By Robert Hazen, George Mason University
Of all the scientific discoveries of the 20th century, none has had a more profound impact on our understanding of the physical universe, and our place in it, than the deciphering of the genetic code, our understanding of how DNA and RNA make proteins. We now understand that all living things pass information from one generation to the next with DNA.
The Genetic Code
DNA is the molecule that contains the genetic code, and all living things use RNA to manufacture the proteins of life. As molecular biologists grow ever more fluent in genetic language, they have learned to edit the genetic code, thus altering life itself.
Genetic engineering—which involves the alteration of a genome: to add, or to subtract, or to alter genes in other ways—exemplifies the promise and the peril of genetic technologies.
Chromosomes and Genes
The behaviors of chromosomes transform the idea of genes from an abstraction to real physical structures inside the cells.
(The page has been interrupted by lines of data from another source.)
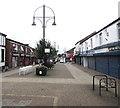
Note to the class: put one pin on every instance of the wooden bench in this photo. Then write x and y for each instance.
(25, 70)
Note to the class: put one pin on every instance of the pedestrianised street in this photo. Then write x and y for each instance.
(65, 85)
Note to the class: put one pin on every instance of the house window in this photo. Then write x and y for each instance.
(100, 38)
(119, 31)
(2, 55)
(91, 43)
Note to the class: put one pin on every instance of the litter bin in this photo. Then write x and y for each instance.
(41, 70)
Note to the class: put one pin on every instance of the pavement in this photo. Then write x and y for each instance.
(65, 85)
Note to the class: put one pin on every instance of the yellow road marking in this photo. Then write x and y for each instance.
(54, 97)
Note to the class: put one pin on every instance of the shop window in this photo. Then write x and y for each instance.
(2, 55)
(100, 38)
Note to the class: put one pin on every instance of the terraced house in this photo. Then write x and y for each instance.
(2, 50)
(101, 50)
(18, 54)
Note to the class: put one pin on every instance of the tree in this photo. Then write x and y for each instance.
(41, 48)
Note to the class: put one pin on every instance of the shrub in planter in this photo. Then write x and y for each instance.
(41, 70)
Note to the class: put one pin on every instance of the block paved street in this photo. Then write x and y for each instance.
(65, 85)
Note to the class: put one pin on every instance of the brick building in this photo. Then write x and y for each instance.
(18, 54)
(2, 50)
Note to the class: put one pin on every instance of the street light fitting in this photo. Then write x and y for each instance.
(33, 24)
(54, 22)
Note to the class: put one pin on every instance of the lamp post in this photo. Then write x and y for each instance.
(44, 21)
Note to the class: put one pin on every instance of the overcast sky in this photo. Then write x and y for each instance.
(75, 20)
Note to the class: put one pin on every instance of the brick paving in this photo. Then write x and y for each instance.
(66, 85)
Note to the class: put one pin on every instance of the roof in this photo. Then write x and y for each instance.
(92, 34)
(87, 37)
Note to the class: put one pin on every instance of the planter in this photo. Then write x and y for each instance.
(41, 70)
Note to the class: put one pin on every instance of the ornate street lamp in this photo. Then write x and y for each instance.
(44, 21)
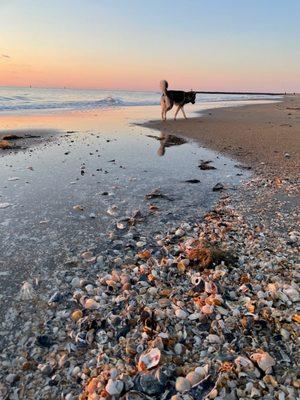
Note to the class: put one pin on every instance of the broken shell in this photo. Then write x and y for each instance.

We can stain chromosomes, count them, watch them divide during the processes of mitosis and meiosis, separate them using a centrifuge, and study what those chemicals are made of. We can crystallize them and can actually study their composition in their crystal structure—that structure is the double-helix structure of DNA.
Each chromosome, we now know, carries thousands of genes, thousands of individual sets of instructions. Each of those instruction codes for one protein, so the genetic code is really nothing more than a chemical procedure for controlling the productions of proteins in every living thing.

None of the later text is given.